I have to two dataframes. The first one has the index ranging from 3rd of December 2006 to 20th of December 2006 for example. The second one has the dates ranging from 2000 to 2020. I want to drop the rows from the second one when their dates are not within the first one's interval.
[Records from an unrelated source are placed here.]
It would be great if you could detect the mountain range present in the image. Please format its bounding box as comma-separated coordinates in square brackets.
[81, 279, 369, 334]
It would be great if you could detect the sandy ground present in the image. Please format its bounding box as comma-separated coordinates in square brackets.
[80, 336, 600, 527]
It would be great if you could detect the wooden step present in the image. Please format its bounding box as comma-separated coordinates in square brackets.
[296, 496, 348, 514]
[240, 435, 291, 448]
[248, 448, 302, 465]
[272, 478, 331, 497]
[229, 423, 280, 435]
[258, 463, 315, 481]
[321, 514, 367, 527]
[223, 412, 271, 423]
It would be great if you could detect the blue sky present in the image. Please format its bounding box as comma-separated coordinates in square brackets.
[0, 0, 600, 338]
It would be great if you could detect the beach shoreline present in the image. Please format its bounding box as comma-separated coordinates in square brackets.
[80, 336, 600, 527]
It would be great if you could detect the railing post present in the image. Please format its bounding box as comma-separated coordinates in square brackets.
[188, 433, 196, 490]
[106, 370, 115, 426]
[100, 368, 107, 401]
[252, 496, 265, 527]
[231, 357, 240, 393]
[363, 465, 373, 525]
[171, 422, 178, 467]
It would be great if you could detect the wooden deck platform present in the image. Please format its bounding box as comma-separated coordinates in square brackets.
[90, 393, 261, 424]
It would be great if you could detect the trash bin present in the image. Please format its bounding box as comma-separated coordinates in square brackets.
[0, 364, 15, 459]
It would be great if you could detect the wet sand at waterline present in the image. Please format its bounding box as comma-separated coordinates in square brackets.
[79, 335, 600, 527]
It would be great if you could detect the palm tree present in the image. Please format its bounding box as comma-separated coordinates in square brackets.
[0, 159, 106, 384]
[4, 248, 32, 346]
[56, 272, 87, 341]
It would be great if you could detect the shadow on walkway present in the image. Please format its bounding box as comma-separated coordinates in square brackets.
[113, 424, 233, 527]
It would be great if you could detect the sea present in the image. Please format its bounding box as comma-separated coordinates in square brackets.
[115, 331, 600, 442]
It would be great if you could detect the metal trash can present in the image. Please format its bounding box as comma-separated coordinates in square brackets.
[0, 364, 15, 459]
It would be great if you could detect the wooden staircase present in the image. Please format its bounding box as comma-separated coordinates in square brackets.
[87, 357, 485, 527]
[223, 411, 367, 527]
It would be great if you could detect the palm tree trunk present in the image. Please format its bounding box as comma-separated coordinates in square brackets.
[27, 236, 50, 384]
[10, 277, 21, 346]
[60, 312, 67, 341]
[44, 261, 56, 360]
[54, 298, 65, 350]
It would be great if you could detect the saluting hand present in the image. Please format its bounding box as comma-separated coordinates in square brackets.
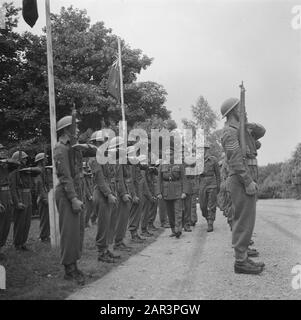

Consider the example below:
The first one is this one:
index value
'2006-12-03 13:06:21.955000' 3
'2006-12-03 13:14:54.100000' 4
'2006-12-04 13:23:25.929000' 5
'2006-12-05 13:31:58.074000' 6
'2006-12-05 13:40:29.903000' 7
'2006-12-05 13:49:02.048000' 8
'2006-12-06 13:57:33.877000' 9
.
.
.
'2006-12-20 14:06:06.022000' 100
'2006-12-20 14:14:37.851000' 110
The second one is this one:
id date name
.
.
.
39 2005-08-22 17:27:00 O
40 2005-09-07 17:40:00 F
41 2006-12-05 10:35:00 X
42 2006-12-13 02:40:00 F
43 2010-08-14 10:05:00 F
44 2011-03-07 20:12:00 M
45 2011-06-07 08:03:00 U
46 2011-08-04 04:12:00 M
47 2011-08-09 08:05:00 P
48 2011-09-22 11:01:00 L
49 2011-11-26 07:10:00 N
50 2012-01-23 03:59:00 M
51 2012-01-27 18:37:00 X
.
.
.
The desired one is the second one but edited as follows:
41 2006-12-05 10:35:00 X
42 2006-12-13 02:40:00 F
--> to remain only with the dates that are also present in the first one.
I tried the following command in order to drop the rows based on the condition:
second_df = second_df[(second_df.date < date_start_first) | (second_df.date > date_end_first)]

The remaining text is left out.